Now that I’m in my 40s, I am looking to maintain my health. But in my earlier, less wise years, I pushed to be the best. To be the strongest. To be the biggest. The more pain I felt only proved to myself that I wasn’t an average gym junkie.
Back to present-day, my new indoor bike connects to live or on-demand classes. It contains many features, one of which allows you to see your placement amongst the other participants. I used to think I was an exceptional rider, after all, I was an instructor at a local community centre. But my indoor bike app calculates my efforts to sit right in the middle of my peers. Each class I push harder. I’m breathless and drenched, yet I still rank in the middle.
I once competed in the Tour of Terra Cotta’s beginner race, albeit I came in last, but I was so proud to have finished. So why is being average not enough for me, on a bike app?
What does average mean to me? It means, I’m not fast or strong enough to reach the top ten. But who tells me I have to be number one? I don’t have anyone tsk-tsking and pressuring me.
I believe we judge ourselves. With access to social media, we see “our friends” with bigger houses, faster cars, designer clothes, and even wonderful careers and relationships. Their lifestyles look so glamorous.
Or perhaps we’re judging against our younger selves, what we used to look like before our facial lines settled; what we hoped to achieve; never realizing our ‘what ifs’.

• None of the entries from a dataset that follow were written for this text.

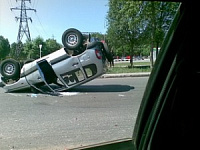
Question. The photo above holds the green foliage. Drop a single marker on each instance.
(136, 26)
(4, 47)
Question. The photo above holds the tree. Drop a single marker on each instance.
(4, 47)
(135, 24)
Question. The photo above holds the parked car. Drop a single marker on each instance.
(87, 62)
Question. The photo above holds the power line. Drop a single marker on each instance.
(23, 24)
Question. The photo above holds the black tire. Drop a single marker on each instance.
(72, 39)
(10, 69)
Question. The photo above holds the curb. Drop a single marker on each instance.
(120, 75)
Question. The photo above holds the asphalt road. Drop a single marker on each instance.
(101, 110)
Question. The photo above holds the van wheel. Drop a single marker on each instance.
(72, 39)
(10, 69)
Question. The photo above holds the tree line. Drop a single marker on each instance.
(136, 27)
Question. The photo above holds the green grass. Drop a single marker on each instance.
(124, 67)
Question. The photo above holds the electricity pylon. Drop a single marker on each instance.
(23, 24)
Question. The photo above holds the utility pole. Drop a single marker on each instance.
(23, 24)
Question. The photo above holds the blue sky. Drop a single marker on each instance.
(53, 17)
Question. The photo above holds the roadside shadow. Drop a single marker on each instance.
(86, 88)
(102, 88)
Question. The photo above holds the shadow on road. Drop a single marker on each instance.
(102, 88)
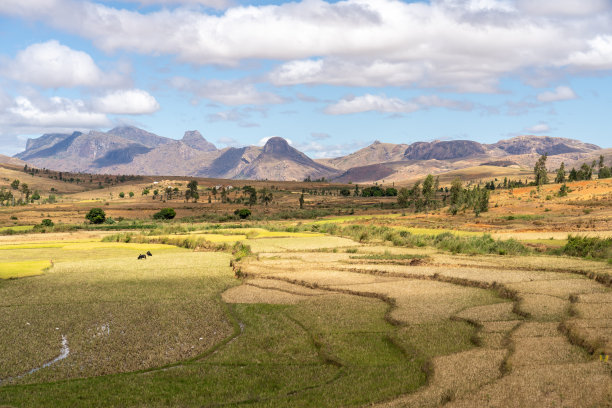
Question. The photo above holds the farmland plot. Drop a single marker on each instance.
(314, 321)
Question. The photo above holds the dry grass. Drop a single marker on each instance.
(544, 307)
(489, 313)
(22, 269)
(249, 293)
(131, 314)
(300, 244)
(562, 385)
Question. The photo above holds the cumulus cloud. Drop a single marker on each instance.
(53, 65)
(321, 151)
(561, 93)
(232, 93)
(568, 8)
(239, 116)
(228, 141)
(209, 3)
(597, 56)
(460, 45)
(320, 136)
(370, 102)
(539, 128)
(54, 112)
(264, 140)
(382, 103)
(126, 102)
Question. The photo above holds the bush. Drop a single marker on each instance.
(96, 216)
(588, 247)
(165, 214)
(46, 222)
(243, 213)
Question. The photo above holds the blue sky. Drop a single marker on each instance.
(329, 76)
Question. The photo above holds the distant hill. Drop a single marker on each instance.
(13, 161)
(130, 150)
(279, 161)
(375, 153)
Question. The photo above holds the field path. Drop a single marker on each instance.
(541, 349)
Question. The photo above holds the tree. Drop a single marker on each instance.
(192, 191)
(541, 176)
(391, 192)
(585, 172)
(25, 189)
(252, 197)
(265, 196)
(403, 197)
(560, 178)
(483, 202)
(243, 213)
(96, 216)
(456, 195)
(165, 214)
(563, 190)
(46, 222)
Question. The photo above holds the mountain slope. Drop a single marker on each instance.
(195, 140)
(377, 152)
(279, 161)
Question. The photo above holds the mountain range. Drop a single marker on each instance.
(130, 150)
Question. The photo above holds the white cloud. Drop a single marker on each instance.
(598, 55)
(320, 151)
(370, 102)
(53, 65)
(54, 112)
(210, 3)
(539, 128)
(264, 140)
(320, 136)
(228, 141)
(453, 44)
(568, 8)
(561, 93)
(231, 93)
(382, 103)
(126, 102)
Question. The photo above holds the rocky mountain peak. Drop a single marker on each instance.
(194, 139)
(277, 145)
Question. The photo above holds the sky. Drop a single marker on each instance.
(330, 76)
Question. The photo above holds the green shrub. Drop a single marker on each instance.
(588, 247)
(165, 214)
(243, 213)
(46, 222)
(96, 216)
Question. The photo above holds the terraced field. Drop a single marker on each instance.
(540, 347)
(313, 320)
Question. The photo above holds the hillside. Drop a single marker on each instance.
(129, 150)
(375, 153)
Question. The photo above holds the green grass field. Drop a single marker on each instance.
(353, 324)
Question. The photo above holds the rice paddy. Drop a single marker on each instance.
(313, 320)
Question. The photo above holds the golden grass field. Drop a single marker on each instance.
(302, 317)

And so, as I try to catch my breath while cycling in my virtual class, I decide to turn off the ranking feature of the app. With whom am I competing, in life and in cycling, anyway? Our choices have brought us to our present-day selves. Maybe you should be asking, “Am I happy?” If you’re not, then make changes in your life rather than accepting it and being complacent. One small step is till farther than no steps at all, or in my case, pedal.